Tip: Copy and Paste with The Pasteboard

iOS Development tips weekly is a series you can find at the Lynda.com and LinkedIn Learning libraries. The first week of a week’s tip will be available to the public. After that, you will need a subscription to get access to it. Click the image the left  to view.  You’ll find a transcript below.

All day long you use Command-X, Command-C and Command-V to cut, copy and paste from the pasteboard. You see that functionality in other applications. How do you get that functionality in an iOS application? In this tip, I’ll show you the basics of using the pasteboard to copy and paste data not only in your app, but over the sandbox wall and into other applications.

If you run the starter file, I have set up a small application to type into the textview. There’s two buttons on the top for copying and pasting the text.

Stop the app and we’ll make the code for those buttons.

Before we do, I’ll add one constant.

let pasteboard = UIPasteboard.general

The general pasteboard is the only persistent pasteboard, and the only pasteboard which can copy and paste outside your app.

Move down the code a bit to the copyText action. Many of the simple types like strings and numbers have special methods and properties to quickly copy to the pasteboard. So the simplest way to copy text is this:

pasteboard.string = typingText.text

I’ll actually make this more of a cut than a copy, and delete the text after I’ve copied it.

typingText.text = ""

Taking the text off the pasteboard is just as easy. In the pasteText action,  assingn the pasteboard text to the I.

typingText.text = pasteboard.string

Run this on a simulator.  I’ll quickly type

I love a good pizza!!

 

then copy it.  I’ll paste it back right after. And it appears.

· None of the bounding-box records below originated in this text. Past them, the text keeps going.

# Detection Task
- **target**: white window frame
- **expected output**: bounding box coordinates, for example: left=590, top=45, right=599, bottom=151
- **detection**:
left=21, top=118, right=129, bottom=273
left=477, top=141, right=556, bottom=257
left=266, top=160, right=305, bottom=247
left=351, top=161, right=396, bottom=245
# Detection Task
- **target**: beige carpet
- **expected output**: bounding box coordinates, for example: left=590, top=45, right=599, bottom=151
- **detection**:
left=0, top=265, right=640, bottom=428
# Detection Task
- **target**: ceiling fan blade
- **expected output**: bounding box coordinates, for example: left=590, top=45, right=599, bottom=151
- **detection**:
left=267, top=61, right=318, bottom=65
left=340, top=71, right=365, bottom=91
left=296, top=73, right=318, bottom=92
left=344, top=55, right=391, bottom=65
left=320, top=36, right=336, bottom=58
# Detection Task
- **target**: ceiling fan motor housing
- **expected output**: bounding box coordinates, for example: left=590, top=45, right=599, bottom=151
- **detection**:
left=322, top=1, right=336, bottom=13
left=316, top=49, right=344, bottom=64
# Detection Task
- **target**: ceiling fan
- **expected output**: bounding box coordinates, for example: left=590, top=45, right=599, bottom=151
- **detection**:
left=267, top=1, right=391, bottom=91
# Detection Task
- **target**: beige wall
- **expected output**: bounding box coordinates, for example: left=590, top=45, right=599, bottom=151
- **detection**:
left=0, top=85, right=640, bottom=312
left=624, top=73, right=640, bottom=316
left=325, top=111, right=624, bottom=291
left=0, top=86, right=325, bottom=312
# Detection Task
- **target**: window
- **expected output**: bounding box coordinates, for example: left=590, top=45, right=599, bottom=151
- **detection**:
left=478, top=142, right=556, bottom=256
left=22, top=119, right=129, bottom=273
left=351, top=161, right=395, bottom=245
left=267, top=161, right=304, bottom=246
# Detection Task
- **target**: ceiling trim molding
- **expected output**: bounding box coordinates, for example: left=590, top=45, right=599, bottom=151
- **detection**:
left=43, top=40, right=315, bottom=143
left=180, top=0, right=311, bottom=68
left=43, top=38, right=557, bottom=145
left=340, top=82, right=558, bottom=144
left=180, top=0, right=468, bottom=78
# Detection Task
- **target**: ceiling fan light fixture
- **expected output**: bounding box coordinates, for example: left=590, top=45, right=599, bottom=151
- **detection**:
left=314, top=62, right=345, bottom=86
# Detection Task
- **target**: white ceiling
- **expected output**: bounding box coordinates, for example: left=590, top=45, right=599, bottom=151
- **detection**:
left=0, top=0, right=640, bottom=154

The general pasteboard has one ability othere pasteboards don’t – you can copy and paste between apps. This behavior does not work the simulator though, only a real device. I’ll stop the app in the simulator. I’ve plugged in my iPad mini and I’ll run it there.

This time, I”ll jump out if the app and to notes, where I have something already written, a selection for an article I wrote on LinkedIn Pulse.

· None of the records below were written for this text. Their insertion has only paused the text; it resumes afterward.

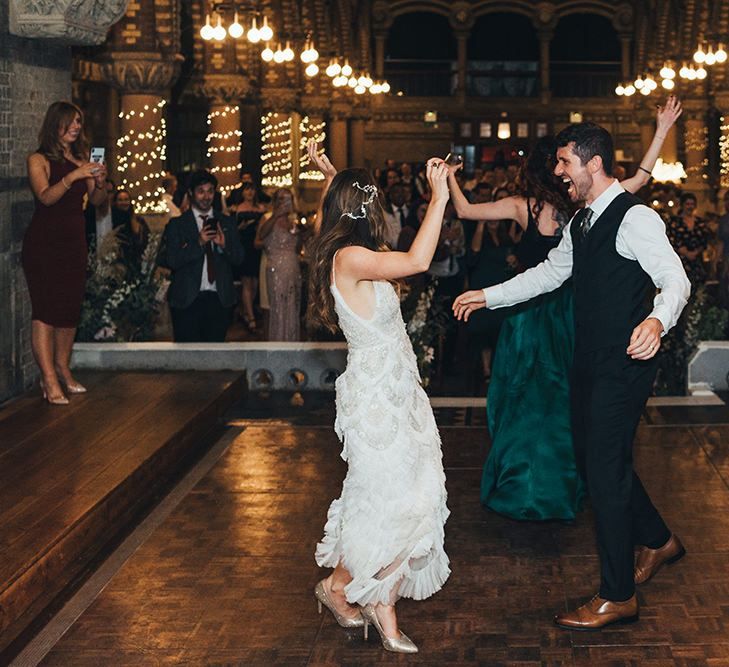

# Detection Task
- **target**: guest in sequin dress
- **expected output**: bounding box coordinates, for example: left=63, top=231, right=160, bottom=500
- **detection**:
left=256, top=188, right=301, bottom=341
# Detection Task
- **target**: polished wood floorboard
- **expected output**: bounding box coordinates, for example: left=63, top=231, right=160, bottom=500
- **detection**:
left=38, top=398, right=729, bottom=667
left=0, top=372, right=245, bottom=664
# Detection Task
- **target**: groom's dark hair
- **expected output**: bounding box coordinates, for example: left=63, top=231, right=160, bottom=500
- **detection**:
left=557, top=122, right=615, bottom=174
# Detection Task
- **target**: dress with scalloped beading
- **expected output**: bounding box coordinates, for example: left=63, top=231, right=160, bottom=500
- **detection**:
left=316, top=281, right=450, bottom=604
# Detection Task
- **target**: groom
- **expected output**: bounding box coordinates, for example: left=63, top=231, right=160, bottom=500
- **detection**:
left=453, top=123, right=690, bottom=630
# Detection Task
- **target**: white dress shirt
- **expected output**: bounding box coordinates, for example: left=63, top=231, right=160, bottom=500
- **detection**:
left=484, top=180, right=691, bottom=334
left=192, top=206, right=218, bottom=292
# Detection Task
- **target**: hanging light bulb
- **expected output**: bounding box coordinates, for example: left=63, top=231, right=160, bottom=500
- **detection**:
left=299, top=39, right=311, bottom=63
left=284, top=40, right=294, bottom=62
left=200, top=14, right=215, bottom=42
left=326, top=58, right=343, bottom=78
left=228, top=11, right=243, bottom=39
left=660, top=63, right=676, bottom=79
left=246, top=16, right=261, bottom=44
left=258, top=16, right=273, bottom=42
left=213, top=14, right=227, bottom=42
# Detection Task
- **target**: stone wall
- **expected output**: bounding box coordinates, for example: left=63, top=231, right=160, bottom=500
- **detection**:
left=0, top=2, right=71, bottom=402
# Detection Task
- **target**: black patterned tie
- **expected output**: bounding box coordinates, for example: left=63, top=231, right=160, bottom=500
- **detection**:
left=580, top=206, right=595, bottom=240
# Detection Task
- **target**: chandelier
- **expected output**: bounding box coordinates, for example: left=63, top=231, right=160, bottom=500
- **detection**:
left=200, top=3, right=273, bottom=44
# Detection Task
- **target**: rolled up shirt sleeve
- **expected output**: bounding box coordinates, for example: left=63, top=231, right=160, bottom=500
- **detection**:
left=615, top=206, right=691, bottom=335
left=483, top=223, right=572, bottom=308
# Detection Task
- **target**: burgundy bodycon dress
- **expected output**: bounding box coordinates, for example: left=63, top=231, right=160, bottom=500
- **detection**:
left=22, top=160, right=87, bottom=329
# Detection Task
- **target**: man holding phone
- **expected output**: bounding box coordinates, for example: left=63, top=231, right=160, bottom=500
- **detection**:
left=165, top=170, right=243, bottom=343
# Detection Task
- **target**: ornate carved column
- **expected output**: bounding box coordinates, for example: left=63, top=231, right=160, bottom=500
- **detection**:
left=532, top=2, right=557, bottom=104
left=103, top=0, right=183, bottom=213
left=9, top=0, right=129, bottom=45
left=683, top=98, right=709, bottom=205
left=620, top=33, right=633, bottom=81
left=372, top=0, right=393, bottom=79
left=374, top=30, right=387, bottom=79
left=450, top=0, right=474, bottom=104
left=539, top=30, right=554, bottom=104
left=194, top=74, right=250, bottom=195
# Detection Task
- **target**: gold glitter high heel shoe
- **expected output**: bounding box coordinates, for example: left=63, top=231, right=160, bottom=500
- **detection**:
left=314, top=579, right=365, bottom=628
left=362, top=604, right=418, bottom=653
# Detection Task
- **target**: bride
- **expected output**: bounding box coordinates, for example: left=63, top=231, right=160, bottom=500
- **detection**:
left=309, top=143, right=450, bottom=653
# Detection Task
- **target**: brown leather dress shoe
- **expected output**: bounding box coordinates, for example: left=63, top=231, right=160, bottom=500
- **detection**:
left=554, top=595, right=638, bottom=630
left=633, top=535, right=686, bottom=584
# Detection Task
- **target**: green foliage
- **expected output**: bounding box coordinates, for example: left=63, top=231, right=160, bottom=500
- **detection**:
left=656, top=287, right=729, bottom=396
left=77, top=233, right=168, bottom=342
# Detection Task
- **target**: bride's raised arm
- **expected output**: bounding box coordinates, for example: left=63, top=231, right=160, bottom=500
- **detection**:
left=306, top=139, right=337, bottom=234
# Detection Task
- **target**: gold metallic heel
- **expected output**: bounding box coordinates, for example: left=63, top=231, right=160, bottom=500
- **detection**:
left=314, top=580, right=364, bottom=628
left=362, top=604, right=418, bottom=653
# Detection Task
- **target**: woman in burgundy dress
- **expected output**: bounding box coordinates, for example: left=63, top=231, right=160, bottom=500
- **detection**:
left=22, top=102, right=106, bottom=405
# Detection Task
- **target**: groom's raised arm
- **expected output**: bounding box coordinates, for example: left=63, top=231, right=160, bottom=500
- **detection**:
left=483, top=223, right=572, bottom=308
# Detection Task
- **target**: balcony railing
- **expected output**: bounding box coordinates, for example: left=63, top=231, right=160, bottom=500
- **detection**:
left=385, top=60, right=456, bottom=97
left=549, top=60, right=620, bottom=97
left=385, top=60, right=620, bottom=97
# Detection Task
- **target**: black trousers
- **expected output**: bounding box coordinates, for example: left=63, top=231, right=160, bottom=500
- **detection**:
left=571, top=345, right=671, bottom=602
left=170, top=291, right=233, bottom=343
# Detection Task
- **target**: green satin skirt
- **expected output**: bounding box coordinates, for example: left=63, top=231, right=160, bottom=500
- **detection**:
left=481, top=284, right=584, bottom=521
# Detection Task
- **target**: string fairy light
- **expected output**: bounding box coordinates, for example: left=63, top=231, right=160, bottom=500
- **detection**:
left=116, top=100, right=167, bottom=213
left=205, top=105, right=243, bottom=195
left=299, top=116, right=327, bottom=181
left=719, top=116, right=729, bottom=188
left=261, top=111, right=293, bottom=188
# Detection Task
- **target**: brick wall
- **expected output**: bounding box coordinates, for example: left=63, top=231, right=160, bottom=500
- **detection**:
left=0, top=2, right=71, bottom=402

I’ll select and copy it, and back in minityper hit paste.

I used cut to clear the screen, type something out

I like Pizza

and paste it back to notes

Stop the app. You also can cut and paste images, using the image property. Of course you’ll have to know what is an image and what is a string.  To do that, we’ll check if the clipboard is a string or a image.  I’ll add this as the first line of the pasteTet action:

if pasteboard.hasStrings{

I’ll put the closing bracket after the line already entered.  the hasStrings quickly checks the pasteboard for strings. If there, it will paste the string.  Under that I’ll add another if clause to check for images.

if pasteboard.hasImages{

backgroundImage.image = pasteboard.image

}

The code checks for an image on the pasteboard. If an image, the app pastes it to the background image view I set up.

Run this.  I’ll go to the photos, where I am in my food photography album, select a photo and then copy it.

 

I’ll then paste it in minityper. The photo appears.

That’s the basics with some of the simplest ways of copying and pasting using the clipboard. There’s more to explore here, including other objects such as color and data,  multiple objects on the pasteboard and your own internal pasteboards. Check the apple documentation for UIPasteboardfor more details.

The Whole Code

Below you will find the code for this project. For the full downloadable project check out the repository on GitHub

ViewController.swift

//
//  ViewController.swift
//  MiniTyper
//
//  Created by Steven Lipton on 11/27/17.
//  Copyright © 2017 Steven Lipton. All rights reserved.
//

import UIKit

class ViewController: UIViewController {

    @IBOutlet weak var typingText: UITextView!
    @IBOutlet weak var backgroundImage: UIImageView!
    let pasteboard = UIPasteboard.general
    
    @IBAction func copyText(_ sender: UIButton) {
        pasteboard.string = typingText.text
        typingText.text = ""
    }
    
    @IBAction func pasteText(_ sender: UIButton) {
        if pasteboard.hasStrings{
            typingText.text = pasteboard.string
        }
        if pasteboard.hasImages{
            backgroundImage.image = pasteboard.image
        }
    }
    override func viewDidLoad() {
        super.viewDidLoad()
        // Do any additional setup after loading the view, typically from a nib.
        typingText.becomeFirstResponder()
    }

    override func didReceiveMemoryWarning() {
        super.didReceiveMemoryWarning()
        // Dispose of any resources that can be recreated.